On the day before they are to head off for their summer vacations, Carmen (America Ferrera), Lena (Alexis Bledel), Bridget (Blake Lively) and Tibby (Amber Tamblyn) stop in a thrift store. For a lark, they try on a pair of jeans and find out, much to their amazement, that they fit perfectly on each of them. Extremely happy, the girls sneak into the room where their mothers took a birthing class together and create a ritual for the pants. They create a list of ten rules including you must never wash the pants, you must never say or think you are fat while wearing the pants, you must never pick your nose while wearing the pants, and you must never let a boy take off the pants. They agree to write to each other during the summer and to pass the pants along from one to another over the coming months.

Lena, a very shy teenager who is frightened of the opposite sex, heads off to Greece to stay with her grandparents whom she has never met. After riding a donkey to a glorious house at the top of a small town, she is left breathless by the beauty of the place surrounded by a turquoise sea. While making some sketches in her journal, she accidentally falls into the sea and is rescued by Kostas (Michael Rady), a handsome Greek youth who attends the University of Athens and happens to speak English since he once lived in Chicago. This connection is made while wearing the lucky traveling pants. But plenty of challenges unfold after her grandmother tells her she cannot date the boy since the two families have been feuding for years. Can Lena break the chains that have kept her from expressing herself for years?

Back in town, Tibby has decided that the only way to entertain herself during a dull summer of working at a discount story and babysitting her little sister is to make a documentary about the quiet desperation of those whose lives are meaningless. But in the midst of this "Suckumentary," she meets Bailey (Jenna Boyd), a sassy and wise-beyond-her-years twelve year old who volunteers to be her assistant on the film. Turns out she has some interesting ideas about people to interview and ways to draw them out. Although not looking for another friend, Tibby finds herself in the presence of a person who opens her up emotionally and lets her see how anger has animated so much of her life.

Bridget is a blonde beauty who still hasn't come to terms with the recent death of her mother. At a soccer camp in Mexico, she stuns all the rest of the girls with her intensity on the field and her brazen attempt to win the affection of Eric (Mike Vogel), a coach who is off-limits. All of her energy goes into running and impressing everyone with her golden girl appearance. But in her intimate encounter with Eric, she discovers that there is an emptiness inside her that must be dealt with and not escaped from.

Carmen eagerly looks forward to spending some prime time with her father Al (Bradley Whitford), who has not seen her very often since he divorced her mother years ago. But when she arrives at his new suburban home, she is stunned to find out that he is living with Lydia (Nancy Travis), a divorcee with two teenagers, and much of the summer will be consumed with making plans for their upcoming wedding. When her expectations of really getting to know her father are dashed, Carmen tries to hold back her hurt but explodes at the idea of being treated like an outsider.

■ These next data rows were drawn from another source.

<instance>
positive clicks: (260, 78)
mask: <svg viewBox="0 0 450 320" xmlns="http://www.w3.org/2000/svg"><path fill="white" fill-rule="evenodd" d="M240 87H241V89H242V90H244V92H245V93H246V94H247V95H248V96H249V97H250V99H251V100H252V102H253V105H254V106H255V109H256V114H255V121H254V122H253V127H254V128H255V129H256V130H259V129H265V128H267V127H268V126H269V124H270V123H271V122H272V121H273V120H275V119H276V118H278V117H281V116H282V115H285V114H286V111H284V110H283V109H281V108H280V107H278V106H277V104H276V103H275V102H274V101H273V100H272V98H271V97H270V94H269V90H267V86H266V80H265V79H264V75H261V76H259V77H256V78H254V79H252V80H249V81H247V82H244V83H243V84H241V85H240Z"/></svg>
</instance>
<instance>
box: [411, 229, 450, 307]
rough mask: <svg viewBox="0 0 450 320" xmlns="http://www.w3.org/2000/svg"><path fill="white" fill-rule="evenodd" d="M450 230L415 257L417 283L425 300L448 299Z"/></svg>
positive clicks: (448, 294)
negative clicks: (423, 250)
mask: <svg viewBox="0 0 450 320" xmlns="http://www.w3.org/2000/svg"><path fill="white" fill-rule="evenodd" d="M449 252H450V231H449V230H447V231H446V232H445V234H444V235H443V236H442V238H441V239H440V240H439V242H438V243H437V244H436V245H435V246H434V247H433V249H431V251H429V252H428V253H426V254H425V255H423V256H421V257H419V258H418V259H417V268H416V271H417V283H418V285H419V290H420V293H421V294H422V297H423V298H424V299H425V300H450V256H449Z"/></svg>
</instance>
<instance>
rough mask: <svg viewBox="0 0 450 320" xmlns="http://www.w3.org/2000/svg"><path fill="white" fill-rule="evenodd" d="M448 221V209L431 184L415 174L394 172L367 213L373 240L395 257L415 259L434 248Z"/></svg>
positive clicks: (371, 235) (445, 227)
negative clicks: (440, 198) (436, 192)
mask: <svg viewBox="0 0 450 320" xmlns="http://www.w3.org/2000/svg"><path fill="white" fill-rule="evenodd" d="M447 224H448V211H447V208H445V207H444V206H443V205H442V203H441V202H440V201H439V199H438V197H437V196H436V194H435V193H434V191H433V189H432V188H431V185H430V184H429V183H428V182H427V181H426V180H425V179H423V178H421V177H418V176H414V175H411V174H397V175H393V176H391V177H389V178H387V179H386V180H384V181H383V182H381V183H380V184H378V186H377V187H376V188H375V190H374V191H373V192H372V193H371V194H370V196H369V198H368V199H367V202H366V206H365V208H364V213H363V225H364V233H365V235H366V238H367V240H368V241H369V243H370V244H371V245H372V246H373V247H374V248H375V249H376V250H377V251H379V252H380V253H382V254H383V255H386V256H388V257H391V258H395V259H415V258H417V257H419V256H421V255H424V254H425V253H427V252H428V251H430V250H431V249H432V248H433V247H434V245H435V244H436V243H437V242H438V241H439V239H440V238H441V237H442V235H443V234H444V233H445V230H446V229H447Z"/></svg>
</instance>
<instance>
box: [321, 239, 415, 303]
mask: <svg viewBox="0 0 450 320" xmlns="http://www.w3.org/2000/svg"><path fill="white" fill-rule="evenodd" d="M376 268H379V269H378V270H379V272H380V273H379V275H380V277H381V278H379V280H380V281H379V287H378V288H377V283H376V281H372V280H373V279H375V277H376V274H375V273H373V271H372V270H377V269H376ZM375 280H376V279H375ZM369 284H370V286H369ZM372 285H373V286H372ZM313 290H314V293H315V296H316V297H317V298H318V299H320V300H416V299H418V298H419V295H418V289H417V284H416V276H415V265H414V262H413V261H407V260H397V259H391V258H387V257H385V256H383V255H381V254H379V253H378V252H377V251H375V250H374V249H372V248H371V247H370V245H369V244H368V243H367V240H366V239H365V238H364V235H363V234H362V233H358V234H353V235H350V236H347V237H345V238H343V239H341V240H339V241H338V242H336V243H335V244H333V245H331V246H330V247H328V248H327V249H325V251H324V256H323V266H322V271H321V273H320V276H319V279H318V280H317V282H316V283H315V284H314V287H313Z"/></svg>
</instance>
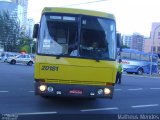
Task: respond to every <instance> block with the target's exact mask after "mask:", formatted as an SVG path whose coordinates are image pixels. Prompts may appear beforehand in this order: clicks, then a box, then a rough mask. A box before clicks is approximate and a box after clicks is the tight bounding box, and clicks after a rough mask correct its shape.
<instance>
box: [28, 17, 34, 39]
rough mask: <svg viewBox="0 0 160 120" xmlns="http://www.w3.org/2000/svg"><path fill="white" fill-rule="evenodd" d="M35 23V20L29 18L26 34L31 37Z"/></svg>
mask: <svg viewBox="0 0 160 120" xmlns="http://www.w3.org/2000/svg"><path fill="white" fill-rule="evenodd" d="M34 24H35V22H34V20H33V19H27V24H26V35H27V36H28V37H29V38H32V35H33V27H34Z"/></svg>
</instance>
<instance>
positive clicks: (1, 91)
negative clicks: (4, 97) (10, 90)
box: [0, 91, 9, 93]
mask: <svg viewBox="0 0 160 120" xmlns="http://www.w3.org/2000/svg"><path fill="white" fill-rule="evenodd" d="M6 92H9V91H0V93H6Z"/></svg>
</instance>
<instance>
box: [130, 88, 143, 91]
mask: <svg viewBox="0 0 160 120" xmlns="http://www.w3.org/2000/svg"><path fill="white" fill-rule="evenodd" d="M128 90H130V91H131V90H133V91H135V90H143V88H134V89H128Z"/></svg>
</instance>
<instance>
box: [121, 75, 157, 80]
mask: <svg viewBox="0 0 160 120" xmlns="http://www.w3.org/2000/svg"><path fill="white" fill-rule="evenodd" d="M123 75H124V76H131V77H132V76H133V77H147V78H155V79H159V78H160V77H159V76H150V75H148V76H142V75H127V74H123Z"/></svg>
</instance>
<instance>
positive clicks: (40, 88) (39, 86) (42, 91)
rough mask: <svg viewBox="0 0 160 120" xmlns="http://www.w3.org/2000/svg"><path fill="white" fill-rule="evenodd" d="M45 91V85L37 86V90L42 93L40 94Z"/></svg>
mask: <svg viewBox="0 0 160 120" xmlns="http://www.w3.org/2000/svg"><path fill="white" fill-rule="evenodd" d="M46 89H47V86H46V85H40V86H39V90H40V91H42V92H44V91H45V90H46Z"/></svg>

Friendships are deeply enriched by rituals experienced together and even more by shared stories. We've been down this path before in many films about female friendships (Now and Then, Mystic Pizza, The Baby-Sitter's Club). This one does a fine job in presenting the glue that holds these four together even though they are miles apart.

DVD features include a documentary about the film, an audio commentary track, and interviews with the cast and crew.